Una ocasión preciosa para, sin menoscabar nuestros compromisos en términos de estabilidad presupuestaria con la eurozona, aumentar de forma significativa la inversión pública y, muy particularmente, la concretada en esas tecnologías de la información, básicas para la necesaria inserción en la sociedad del conocimiento y, como se subrayó en la Cumbre de Lisboa, necesarias para aumentar a un mayor ritmo la renta por habitante.
Pero no ha sido así. La relación entre la formación bruta de capital fijo pública y el PIB no ha dejado de descender desde 1995, hasta el pasado año. Al término de ese año, el stock de capital público sobre la población era el 82,5% del promedio de la UE. La existente entre el gasto en I+D público y el PIB era en 2001 (último año disponible en los indicadores ofrecidos por el Banco de España, de donde proceden todos los empleados en estas notas) del 60,5%. El gasto público en educación por cada 100 habitantes tampoco superaba el 73% del correspondiente europeo. La síntesis más decepcionante de esos indicadores de convergencia real la aporta la relación entre el stock de capital tecnológico y el PIB de nuestro país, equivalente al 40,8% del promedio europeo.
Cuando una revisión similar se particulariza en los indicadores específicos de tecnologías de la información, los más directamente expresivos de la comprometida inserción en la sociedad del conocimiento, el balance no es mucho más favorable: seguimos ocupando las últimas posiciones en la práctica totalidad de los criterios. Denuncia una situación impropia de una sociedad capaz de utilizar inteligentemente sus recursos y, desde luego, su capacidad de endeudamiento para garantizar un mayor y menos vulnerable crecimiento futuro.
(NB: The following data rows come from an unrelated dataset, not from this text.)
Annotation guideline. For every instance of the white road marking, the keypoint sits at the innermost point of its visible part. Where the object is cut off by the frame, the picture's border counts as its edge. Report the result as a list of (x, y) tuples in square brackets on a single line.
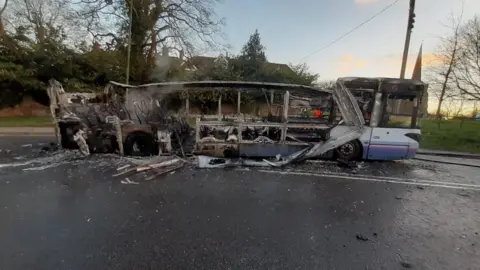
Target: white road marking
[(396, 179), (414, 182)]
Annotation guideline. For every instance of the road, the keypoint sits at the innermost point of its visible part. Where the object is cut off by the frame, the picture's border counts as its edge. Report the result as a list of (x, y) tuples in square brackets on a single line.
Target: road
[(67, 212)]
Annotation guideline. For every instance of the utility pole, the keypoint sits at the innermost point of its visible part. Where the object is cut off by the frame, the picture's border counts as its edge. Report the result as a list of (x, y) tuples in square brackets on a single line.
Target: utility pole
[(411, 21), (129, 43)]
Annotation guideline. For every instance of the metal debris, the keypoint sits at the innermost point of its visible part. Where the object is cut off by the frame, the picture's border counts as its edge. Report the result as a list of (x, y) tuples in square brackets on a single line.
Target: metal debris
[(127, 181), (156, 166), (361, 237)]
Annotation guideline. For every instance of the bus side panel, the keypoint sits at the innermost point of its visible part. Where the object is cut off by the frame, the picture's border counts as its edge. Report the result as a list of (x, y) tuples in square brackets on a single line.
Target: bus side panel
[(388, 144), (365, 140)]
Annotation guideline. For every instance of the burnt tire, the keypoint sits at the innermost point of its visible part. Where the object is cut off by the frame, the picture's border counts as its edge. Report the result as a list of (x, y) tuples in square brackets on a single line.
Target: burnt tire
[(349, 151), (140, 144)]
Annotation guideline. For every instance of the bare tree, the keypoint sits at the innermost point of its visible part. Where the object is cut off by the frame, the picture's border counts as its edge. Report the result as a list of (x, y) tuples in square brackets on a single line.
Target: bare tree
[(41, 19), (2, 11), (441, 71), (467, 71), (181, 24)]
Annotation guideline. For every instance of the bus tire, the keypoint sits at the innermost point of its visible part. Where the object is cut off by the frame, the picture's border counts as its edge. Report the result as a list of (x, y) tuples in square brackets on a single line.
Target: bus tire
[(349, 151), (140, 143)]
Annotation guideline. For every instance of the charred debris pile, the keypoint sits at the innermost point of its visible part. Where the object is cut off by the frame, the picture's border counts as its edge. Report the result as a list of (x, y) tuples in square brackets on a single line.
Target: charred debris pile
[(137, 121)]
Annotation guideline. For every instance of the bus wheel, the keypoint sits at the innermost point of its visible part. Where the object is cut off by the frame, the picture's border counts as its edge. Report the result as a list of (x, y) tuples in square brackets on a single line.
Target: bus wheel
[(140, 143), (349, 151)]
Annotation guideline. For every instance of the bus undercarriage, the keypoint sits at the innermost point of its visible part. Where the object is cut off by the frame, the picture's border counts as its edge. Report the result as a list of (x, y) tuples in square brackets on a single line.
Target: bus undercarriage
[(135, 121)]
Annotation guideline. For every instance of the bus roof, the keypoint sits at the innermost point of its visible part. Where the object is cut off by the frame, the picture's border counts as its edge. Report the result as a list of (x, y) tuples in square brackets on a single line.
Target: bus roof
[(303, 90), (388, 85)]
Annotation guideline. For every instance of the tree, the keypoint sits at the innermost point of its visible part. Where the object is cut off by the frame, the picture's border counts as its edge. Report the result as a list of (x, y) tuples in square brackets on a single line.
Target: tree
[(2, 11), (467, 71), (154, 23), (442, 69), (41, 20), (252, 58)]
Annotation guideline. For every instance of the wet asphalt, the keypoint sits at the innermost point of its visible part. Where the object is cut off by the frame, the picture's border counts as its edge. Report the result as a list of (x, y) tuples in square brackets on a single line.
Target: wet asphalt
[(68, 212)]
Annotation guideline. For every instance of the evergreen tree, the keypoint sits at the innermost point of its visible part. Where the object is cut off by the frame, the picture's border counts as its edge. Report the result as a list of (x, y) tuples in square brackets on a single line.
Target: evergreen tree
[(252, 58)]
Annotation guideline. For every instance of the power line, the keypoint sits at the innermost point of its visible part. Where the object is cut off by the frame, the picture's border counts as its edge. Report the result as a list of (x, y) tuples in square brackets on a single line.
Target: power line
[(352, 30)]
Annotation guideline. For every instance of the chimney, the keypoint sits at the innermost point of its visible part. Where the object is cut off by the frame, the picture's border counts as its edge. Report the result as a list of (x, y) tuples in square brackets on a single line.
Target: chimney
[(165, 51), (181, 55)]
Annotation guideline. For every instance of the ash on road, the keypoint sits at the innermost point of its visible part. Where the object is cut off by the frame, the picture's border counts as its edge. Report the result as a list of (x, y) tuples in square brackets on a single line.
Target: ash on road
[(74, 215)]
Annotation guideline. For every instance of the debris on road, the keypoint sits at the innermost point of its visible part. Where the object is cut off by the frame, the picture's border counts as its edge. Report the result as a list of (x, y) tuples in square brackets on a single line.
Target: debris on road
[(406, 265), (361, 237), (127, 181), (157, 166)]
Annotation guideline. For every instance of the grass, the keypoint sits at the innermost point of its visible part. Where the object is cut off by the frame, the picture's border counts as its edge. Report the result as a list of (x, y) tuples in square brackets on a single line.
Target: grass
[(451, 135), (34, 121)]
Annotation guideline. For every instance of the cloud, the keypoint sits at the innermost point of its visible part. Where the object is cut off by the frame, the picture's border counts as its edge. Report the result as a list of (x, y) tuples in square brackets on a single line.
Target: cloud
[(348, 64), (366, 2)]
La obsesiva aversión al déficit público, haciendo abstracción de las necesidades de inversión, de la posición cíclica y de los costes del endeudamiento, se asemeja a la de aquellos personajes del pasado que, ufanándose de no haberse endeudado jamás, mantenían a sus familias o a sus empresas lejos de las mínimas facilidades técnicas, capaces de mejorar la capacidad de producción y, en definitiva, el bienestar. La incomprensión de actitudes tales, de sacrificio del bienestar futuro, es tanto mayor cuanto más accesible y barato es el endeudamiento.
Que voluntariamente hayamos renunciado a compatibilizar la sana conducción de las finanzas públicas con la necesaria aceleración del fortalecimiento de nuestro stock de capital, no es fácil de explicar, si no es en el arraigo de esas supersticiones de las que advertía John Stuart Mill como obstáculos precisamente al desarrollo. El "abandono de la superstición" y el "crecimiento de la actividad mental" eran, junto a la hospitalidad hacia las "artes extranjeras" (la tecnología) y al capital extranjero, dos de las condiciones que, como ha recordado hace poco Robert Skidelsky en una excelente revisión del "misterio del crecimiento", dos de los tres requerimientos necesarios según el autor de los Principios de economía política, para que "las naciones menos civilizadas e industrializadas" pudieran alcanzar a las más avanzadas. El tercer requisito de Stuart Mill consistía en disponer de un buen gobierno que, podríamos añadir en nuestros días, no alimentara supersticiones ni creara innecesarios mecanismos de mortificación como el déficit cero.